La creación de una Zona Económica Especial Binacional entre Colombia y Venezuela no resulta contraria al principio de soberanía nacional. Por el contrario, este mecanismo de cooperación entre Estados se inscribe dentro de una concepción contemporánea de la soberanía, como bien lo señalaba la jurisprudencia de la Corte Constitucional. Además, esto es conforme con el inciso segundo del artículo 9 constitucional, el cual propende a que la política exterior de Colombia se oriente la integración latinoamericana y del Caribe.
Sin embargo, cabe resaltar que el Memorándum solo puede ser considerado un mecanismo de cooperación instrumental y nada más. Esto quiero decir que el Memorándum no puede ser un tratado internacional porque no confiere derechos y obligaciones claras, expresas y exigibles para los Estados.
Caracterizar el Memorándum como un tratado internacional no solo sería contrario a su naturaleza jurídica, sino también al “núcleo duro” de la soberanía, en el sentido de que el Estado colombiano no puede renunciar al ejercicio de sus competencias soberanas en el departamento de Norte de Santander, por medio de un simple acuerdo de cooperación como este Memorándum.
Por todo lo dicho, este caso es una oportunidad para que la Corte Constitucional no solo aclare la naturaleza jurídica del Memorándum y determine si aplica extensivamente los criterios del Auto 288 de 2010, sino también para que establezca los límites constitucionales de cara a la creación de una Zona Económica Especial Binacional en Colombia.
[1] Expediente D0016886 de la Corte Constitucional.
[2] El Memorándum es un simple acuerdo de cooperación en la medida en que no contiene obligaciones claras, expresas y exigibles para el Estado, a diferencia de un acuerdo simplificado cuya celebración se da por circunstancias que no dan espera a una negociación.

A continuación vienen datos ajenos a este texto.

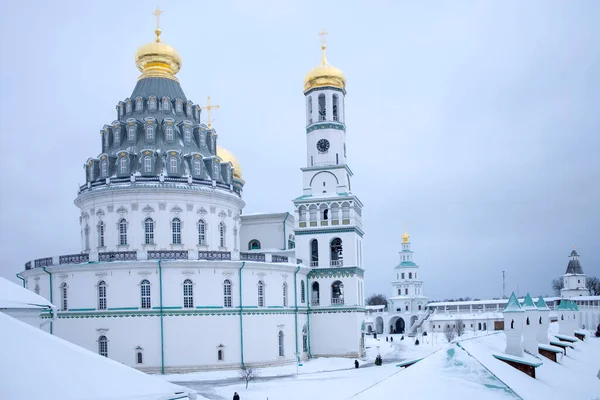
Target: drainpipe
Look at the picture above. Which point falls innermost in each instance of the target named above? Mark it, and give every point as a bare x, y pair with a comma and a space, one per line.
162, 336
51, 311
241, 324
287, 214
308, 318
21, 278
296, 312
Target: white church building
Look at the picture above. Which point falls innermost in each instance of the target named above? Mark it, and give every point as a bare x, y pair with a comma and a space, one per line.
172, 275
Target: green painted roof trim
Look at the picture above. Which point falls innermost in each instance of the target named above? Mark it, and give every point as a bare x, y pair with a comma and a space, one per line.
513, 304
528, 302
541, 304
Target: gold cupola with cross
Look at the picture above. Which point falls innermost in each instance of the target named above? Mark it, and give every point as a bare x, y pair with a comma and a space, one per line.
158, 59
324, 74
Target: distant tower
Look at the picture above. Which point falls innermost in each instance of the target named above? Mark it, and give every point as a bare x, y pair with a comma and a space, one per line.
408, 288
574, 278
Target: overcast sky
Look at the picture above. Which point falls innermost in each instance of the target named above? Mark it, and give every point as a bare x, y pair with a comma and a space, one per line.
476, 123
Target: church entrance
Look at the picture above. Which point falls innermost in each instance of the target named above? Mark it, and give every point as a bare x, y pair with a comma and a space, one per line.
397, 325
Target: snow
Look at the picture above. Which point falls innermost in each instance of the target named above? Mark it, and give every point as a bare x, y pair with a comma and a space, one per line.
38, 365
467, 369
15, 296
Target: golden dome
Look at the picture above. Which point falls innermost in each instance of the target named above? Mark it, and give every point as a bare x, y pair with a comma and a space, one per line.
158, 59
226, 156
324, 74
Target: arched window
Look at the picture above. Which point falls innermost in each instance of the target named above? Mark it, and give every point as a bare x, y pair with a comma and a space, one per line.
201, 232
145, 294
322, 108
314, 296
123, 164
86, 233
147, 164
64, 306
222, 234
227, 294
314, 253
197, 167
149, 231
152, 104
102, 295
335, 108
150, 132
261, 293
103, 346
188, 294
169, 133
336, 252
281, 349
123, 232
337, 293
131, 133
176, 230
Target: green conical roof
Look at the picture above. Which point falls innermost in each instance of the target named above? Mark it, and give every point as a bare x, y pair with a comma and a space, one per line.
541, 304
513, 304
564, 305
528, 303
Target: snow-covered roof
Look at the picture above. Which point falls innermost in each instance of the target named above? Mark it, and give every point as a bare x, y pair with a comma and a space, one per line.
53, 368
15, 296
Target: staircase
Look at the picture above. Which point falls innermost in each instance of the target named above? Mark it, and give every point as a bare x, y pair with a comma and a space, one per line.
412, 332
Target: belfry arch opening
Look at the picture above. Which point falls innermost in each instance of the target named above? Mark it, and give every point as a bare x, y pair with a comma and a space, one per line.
336, 252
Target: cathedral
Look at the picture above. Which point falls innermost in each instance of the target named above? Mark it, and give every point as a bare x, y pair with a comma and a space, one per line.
172, 276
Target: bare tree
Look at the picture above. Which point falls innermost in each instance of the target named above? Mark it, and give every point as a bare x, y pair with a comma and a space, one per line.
248, 374
460, 327
377, 300
449, 333
593, 284
557, 285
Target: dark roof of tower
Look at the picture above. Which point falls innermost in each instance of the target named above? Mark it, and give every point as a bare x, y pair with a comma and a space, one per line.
574, 267
158, 87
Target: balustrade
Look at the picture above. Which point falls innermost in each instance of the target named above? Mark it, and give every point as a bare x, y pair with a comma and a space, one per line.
110, 256
74, 258
259, 257
167, 255
214, 255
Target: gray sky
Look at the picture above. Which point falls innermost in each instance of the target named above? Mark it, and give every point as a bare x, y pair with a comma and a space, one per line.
476, 123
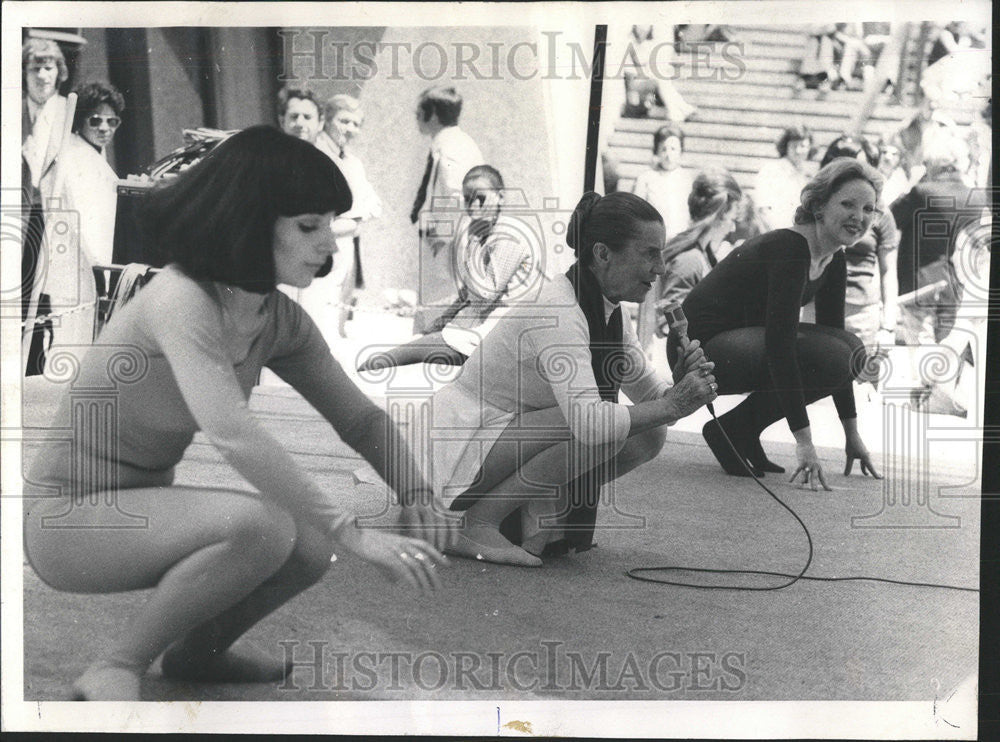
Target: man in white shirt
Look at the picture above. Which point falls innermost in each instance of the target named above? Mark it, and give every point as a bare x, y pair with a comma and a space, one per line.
438, 204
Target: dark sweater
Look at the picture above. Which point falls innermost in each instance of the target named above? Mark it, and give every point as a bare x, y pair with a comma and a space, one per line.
764, 283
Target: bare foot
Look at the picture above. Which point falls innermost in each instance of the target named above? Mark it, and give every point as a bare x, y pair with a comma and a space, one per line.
483, 541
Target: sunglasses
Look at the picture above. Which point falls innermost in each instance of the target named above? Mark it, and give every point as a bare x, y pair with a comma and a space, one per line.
112, 121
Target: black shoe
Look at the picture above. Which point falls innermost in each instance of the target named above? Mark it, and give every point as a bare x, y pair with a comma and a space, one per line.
754, 453
732, 462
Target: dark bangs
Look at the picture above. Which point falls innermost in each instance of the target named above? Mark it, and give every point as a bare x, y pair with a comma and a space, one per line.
216, 220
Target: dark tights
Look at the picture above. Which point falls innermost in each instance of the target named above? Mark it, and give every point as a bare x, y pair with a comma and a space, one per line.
829, 360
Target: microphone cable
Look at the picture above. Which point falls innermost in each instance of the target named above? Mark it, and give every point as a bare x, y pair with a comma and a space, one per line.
650, 574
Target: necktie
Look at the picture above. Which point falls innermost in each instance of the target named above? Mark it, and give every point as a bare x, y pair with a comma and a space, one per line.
422, 191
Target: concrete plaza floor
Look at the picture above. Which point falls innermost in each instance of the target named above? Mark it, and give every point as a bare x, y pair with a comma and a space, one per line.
579, 628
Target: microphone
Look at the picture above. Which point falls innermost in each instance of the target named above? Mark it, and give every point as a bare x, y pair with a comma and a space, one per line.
677, 323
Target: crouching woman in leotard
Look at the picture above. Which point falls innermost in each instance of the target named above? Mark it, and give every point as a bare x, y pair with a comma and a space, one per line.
256, 212
533, 422
746, 312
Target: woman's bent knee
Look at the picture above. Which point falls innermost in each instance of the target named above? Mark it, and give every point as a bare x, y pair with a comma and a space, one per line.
263, 532
312, 554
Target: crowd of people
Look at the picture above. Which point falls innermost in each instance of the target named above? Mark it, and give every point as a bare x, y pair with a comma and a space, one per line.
531, 427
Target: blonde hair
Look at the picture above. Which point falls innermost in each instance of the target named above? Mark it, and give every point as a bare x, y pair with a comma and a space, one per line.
821, 188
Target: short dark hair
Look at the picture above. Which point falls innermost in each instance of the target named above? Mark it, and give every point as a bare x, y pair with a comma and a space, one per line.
444, 101
850, 146
217, 219
90, 97
821, 188
714, 189
613, 219
664, 133
286, 95
792, 134
484, 171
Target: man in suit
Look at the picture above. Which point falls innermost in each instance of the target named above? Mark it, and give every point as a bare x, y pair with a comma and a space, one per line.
438, 204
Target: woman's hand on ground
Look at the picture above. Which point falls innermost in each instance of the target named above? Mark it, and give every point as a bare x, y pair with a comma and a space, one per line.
403, 559
856, 449
421, 520
808, 466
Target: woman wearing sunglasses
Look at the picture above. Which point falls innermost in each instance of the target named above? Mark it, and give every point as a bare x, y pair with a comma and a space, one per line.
88, 197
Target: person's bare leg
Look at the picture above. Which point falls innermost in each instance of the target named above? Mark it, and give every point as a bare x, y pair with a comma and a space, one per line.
203, 551
532, 474
430, 348
204, 653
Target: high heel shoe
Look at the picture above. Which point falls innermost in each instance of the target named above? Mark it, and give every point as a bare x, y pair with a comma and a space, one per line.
732, 462
470, 545
534, 538
754, 453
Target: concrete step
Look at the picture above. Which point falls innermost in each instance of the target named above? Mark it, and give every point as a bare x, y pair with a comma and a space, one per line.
766, 132
773, 35
735, 164
781, 92
768, 125
745, 181
731, 74
804, 106
732, 62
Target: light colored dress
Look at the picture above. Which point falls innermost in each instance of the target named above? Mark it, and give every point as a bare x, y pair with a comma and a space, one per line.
88, 201
777, 191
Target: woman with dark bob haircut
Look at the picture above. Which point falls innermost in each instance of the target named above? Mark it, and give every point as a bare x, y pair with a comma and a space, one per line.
183, 357
532, 426
746, 314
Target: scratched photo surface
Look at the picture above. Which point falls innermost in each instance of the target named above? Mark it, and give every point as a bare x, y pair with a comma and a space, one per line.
849, 611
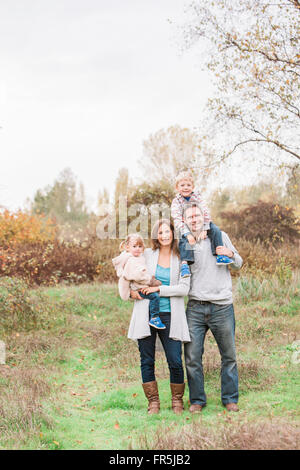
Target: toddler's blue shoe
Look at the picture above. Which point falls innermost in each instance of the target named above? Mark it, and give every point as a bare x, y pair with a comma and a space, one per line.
157, 323
221, 259
185, 270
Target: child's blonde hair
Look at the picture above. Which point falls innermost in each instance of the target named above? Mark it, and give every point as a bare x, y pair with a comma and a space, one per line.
131, 236
184, 175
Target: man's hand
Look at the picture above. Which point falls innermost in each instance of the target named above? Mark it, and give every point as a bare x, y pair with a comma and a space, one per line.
149, 290
202, 235
135, 295
191, 239
223, 250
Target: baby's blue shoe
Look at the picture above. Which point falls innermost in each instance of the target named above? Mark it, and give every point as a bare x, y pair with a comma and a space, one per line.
185, 270
157, 323
221, 259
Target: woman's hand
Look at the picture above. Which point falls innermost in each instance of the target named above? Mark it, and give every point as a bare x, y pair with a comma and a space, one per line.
203, 235
223, 250
135, 295
150, 290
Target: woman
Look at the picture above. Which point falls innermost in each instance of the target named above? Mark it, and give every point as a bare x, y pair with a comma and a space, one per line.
163, 262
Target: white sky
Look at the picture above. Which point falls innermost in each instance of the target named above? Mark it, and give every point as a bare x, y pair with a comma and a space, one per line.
83, 83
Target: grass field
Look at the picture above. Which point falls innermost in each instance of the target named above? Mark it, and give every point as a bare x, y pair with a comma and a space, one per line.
76, 384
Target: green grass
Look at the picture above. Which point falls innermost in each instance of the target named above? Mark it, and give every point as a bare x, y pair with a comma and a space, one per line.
88, 392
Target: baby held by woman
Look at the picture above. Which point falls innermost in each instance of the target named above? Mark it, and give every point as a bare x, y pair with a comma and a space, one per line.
133, 274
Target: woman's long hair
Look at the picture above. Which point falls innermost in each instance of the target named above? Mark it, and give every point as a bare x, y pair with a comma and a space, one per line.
154, 235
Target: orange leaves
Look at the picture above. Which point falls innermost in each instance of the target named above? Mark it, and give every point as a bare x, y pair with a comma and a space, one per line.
20, 227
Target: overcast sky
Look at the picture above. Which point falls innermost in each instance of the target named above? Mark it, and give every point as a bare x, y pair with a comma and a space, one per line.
83, 83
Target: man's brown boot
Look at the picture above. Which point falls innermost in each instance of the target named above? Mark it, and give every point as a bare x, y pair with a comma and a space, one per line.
151, 393
196, 408
177, 391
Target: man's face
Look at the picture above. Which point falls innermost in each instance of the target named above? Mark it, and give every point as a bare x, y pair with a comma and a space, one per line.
185, 187
194, 219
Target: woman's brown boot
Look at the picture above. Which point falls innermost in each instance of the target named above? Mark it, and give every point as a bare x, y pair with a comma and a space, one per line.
177, 391
151, 392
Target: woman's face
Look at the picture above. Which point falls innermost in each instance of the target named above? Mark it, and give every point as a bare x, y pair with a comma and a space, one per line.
164, 235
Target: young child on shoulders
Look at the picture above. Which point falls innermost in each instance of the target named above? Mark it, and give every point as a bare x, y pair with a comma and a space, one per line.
186, 192
133, 274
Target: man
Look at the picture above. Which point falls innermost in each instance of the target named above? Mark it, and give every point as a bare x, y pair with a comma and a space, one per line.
210, 307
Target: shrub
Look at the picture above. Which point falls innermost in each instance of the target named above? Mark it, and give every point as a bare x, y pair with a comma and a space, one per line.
23, 310
20, 227
50, 263
269, 223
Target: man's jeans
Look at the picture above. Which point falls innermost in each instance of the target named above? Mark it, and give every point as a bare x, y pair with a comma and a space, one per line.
220, 320
172, 350
186, 250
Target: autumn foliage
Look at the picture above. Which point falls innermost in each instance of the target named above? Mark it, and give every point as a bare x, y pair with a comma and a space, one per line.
17, 228
268, 223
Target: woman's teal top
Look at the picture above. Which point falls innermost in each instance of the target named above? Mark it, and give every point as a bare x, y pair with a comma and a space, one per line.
163, 275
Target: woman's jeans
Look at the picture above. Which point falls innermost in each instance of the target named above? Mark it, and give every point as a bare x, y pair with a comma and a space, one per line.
172, 350
153, 304
220, 320
186, 250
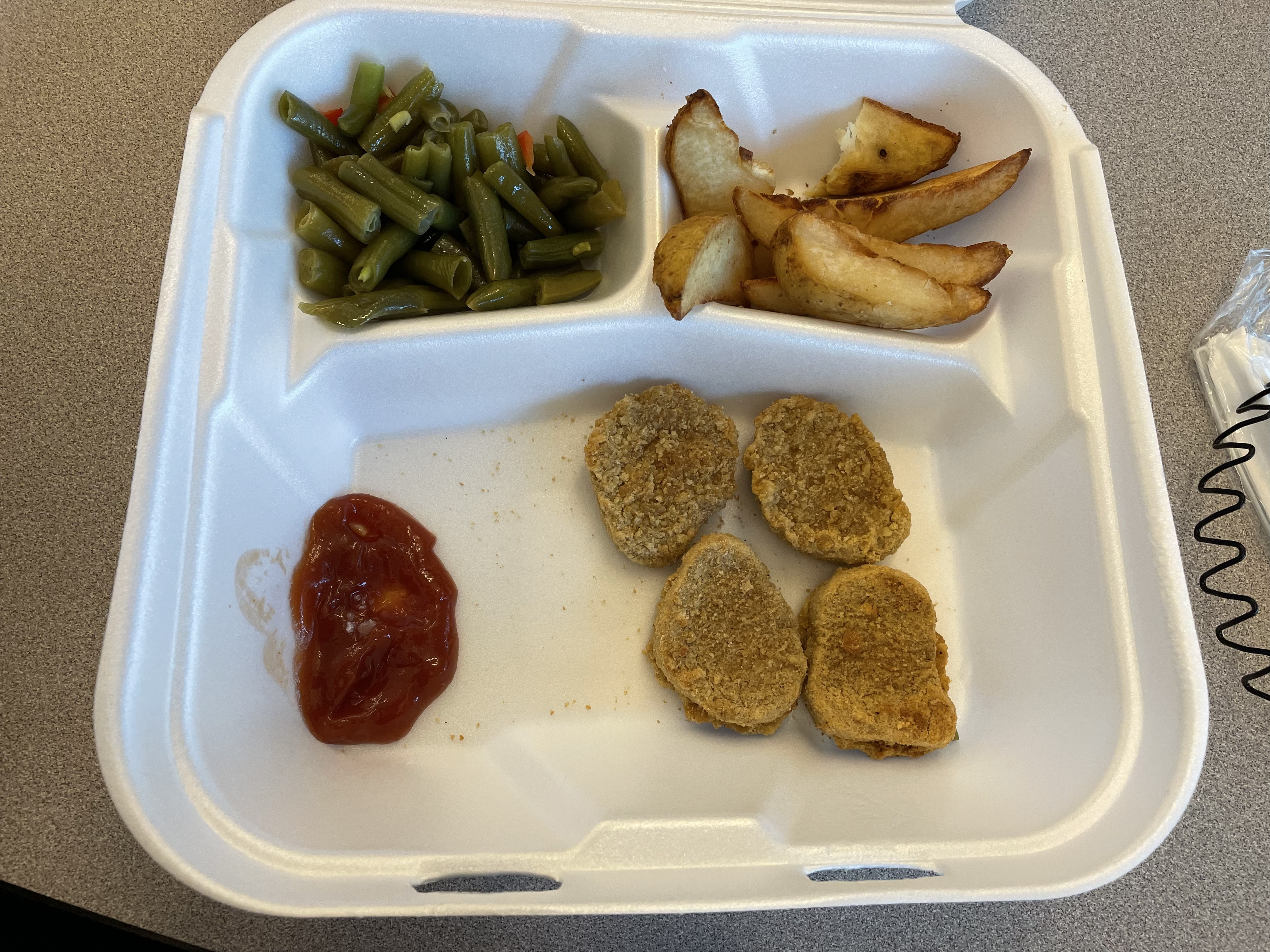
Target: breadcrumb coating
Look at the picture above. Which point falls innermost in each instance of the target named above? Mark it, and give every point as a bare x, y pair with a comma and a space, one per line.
877, 668
662, 462
726, 639
825, 484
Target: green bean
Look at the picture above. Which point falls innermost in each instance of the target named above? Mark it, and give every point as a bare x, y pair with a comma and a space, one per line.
314, 126
368, 87
491, 230
554, 289
563, 249
511, 292
404, 211
409, 301
449, 272
381, 135
601, 209
559, 156
449, 246
436, 115
322, 272
441, 214
430, 135
439, 168
513, 191
580, 153
360, 215
373, 266
563, 191
464, 163
508, 145
541, 161
415, 163
321, 230
519, 231
319, 154
332, 166
491, 148
390, 284
468, 229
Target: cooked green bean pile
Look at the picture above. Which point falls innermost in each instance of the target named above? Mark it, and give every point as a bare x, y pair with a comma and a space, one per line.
411, 209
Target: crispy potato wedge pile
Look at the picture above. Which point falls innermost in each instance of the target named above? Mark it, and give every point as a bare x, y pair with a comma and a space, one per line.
905, 212
707, 161
704, 258
886, 149
827, 271
841, 256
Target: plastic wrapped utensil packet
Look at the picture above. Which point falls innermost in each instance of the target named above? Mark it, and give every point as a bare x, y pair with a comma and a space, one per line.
1233, 356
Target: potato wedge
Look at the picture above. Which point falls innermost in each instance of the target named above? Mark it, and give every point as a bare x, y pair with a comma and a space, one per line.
704, 258
828, 273
764, 214
707, 161
905, 212
886, 149
973, 266
766, 295
949, 264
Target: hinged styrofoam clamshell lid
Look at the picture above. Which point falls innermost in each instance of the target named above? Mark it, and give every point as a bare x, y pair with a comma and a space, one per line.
1023, 441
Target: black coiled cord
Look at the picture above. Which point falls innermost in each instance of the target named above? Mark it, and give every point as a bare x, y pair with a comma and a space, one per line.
1223, 442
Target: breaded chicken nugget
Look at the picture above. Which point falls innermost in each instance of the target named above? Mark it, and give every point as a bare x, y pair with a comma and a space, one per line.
825, 484
662, 462
727, 642
876, 664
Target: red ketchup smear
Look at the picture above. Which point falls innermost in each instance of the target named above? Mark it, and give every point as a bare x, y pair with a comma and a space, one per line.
374, 611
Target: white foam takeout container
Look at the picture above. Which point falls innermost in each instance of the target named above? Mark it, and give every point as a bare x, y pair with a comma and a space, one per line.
1023, 441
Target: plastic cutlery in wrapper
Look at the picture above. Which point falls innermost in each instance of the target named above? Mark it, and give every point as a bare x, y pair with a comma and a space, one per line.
1233, 356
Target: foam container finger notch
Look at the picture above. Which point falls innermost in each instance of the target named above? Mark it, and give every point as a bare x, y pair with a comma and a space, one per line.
1021, 441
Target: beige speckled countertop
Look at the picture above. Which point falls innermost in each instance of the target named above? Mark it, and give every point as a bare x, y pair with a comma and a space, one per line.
96, 98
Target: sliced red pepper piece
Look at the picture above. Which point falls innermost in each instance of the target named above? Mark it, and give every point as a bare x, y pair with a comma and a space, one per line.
526, 141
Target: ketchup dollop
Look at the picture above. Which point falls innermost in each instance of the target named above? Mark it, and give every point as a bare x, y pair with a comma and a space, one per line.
374, 611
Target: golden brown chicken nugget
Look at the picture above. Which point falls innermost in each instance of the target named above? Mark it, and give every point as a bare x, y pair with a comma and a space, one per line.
825, 484
877, 678
662, 462
726, 639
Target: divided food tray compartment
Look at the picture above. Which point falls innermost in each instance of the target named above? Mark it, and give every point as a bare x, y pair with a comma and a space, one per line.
1023, 441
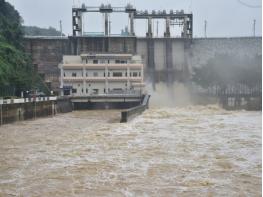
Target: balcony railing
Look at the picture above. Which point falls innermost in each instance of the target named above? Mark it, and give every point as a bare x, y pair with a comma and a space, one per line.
102, 66
102, 78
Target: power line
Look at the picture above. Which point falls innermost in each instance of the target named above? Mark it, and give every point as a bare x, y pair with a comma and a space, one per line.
248, 5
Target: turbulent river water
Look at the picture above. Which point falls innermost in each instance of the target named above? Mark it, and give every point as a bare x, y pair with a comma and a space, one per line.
188, 151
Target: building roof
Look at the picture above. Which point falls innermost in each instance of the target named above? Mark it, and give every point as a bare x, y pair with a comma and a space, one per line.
106, 55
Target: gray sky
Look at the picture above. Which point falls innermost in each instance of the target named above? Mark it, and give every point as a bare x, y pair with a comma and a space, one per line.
224, 17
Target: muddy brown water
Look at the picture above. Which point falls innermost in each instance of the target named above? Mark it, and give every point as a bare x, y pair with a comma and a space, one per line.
190, 151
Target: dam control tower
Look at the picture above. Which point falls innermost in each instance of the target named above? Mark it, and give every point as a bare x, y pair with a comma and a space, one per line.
164, 57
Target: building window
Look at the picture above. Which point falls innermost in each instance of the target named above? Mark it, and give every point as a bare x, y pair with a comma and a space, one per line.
95, 91
117, 74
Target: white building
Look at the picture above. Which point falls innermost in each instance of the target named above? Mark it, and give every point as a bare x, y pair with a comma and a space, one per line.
101, 74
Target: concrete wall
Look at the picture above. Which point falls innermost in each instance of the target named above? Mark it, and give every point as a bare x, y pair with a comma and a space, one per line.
23, 111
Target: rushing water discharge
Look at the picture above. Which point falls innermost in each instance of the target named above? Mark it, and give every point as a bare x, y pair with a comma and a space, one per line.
189, 151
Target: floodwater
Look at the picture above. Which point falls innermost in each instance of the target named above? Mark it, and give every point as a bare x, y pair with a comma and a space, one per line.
188, 151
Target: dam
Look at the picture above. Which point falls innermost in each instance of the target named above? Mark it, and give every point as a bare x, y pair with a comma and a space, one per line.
177, 147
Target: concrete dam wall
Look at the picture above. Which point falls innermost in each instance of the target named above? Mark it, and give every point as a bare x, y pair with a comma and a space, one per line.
165, 59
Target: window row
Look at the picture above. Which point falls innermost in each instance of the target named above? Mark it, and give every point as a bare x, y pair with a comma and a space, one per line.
114, 74
95, 61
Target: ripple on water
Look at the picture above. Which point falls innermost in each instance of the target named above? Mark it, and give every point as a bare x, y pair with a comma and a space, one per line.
191, 151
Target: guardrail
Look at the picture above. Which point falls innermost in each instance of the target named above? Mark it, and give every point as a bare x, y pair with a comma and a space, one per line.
27, 100
127, 114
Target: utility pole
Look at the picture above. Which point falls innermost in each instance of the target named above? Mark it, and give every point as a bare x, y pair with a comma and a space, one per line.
60, 25
254, 28
205, 28
109, 26
157, 28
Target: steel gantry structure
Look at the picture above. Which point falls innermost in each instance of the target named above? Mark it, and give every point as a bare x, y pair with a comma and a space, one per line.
171, 18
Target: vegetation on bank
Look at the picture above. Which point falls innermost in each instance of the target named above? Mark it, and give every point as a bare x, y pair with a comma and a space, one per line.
16, 69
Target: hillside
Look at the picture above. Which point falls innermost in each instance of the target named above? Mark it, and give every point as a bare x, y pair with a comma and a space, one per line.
37, 31
16, 70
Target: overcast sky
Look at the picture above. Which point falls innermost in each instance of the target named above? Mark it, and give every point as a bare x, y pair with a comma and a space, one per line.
224, 17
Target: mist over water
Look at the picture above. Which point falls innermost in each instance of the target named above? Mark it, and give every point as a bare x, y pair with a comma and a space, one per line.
173, 95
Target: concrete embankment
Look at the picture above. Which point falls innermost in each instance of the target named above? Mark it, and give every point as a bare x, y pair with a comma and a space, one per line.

A propósito, el Auto 288 de 2010 se refirió a los acuerdos simplificados al señalar que “…son también acuerdos internacionales y por lo mismo actos con eficacia jurídica tanto en el derecho internacional como en el derecho interno…obligan en virtud de un acto distinto a la ratificación, manifestándose mediante la autenticación del texto del acuerdo o por un acto posterior a la autenticación, distinto de la ratificación, como la aprobación, la notificación, la aceptación o la adhesión.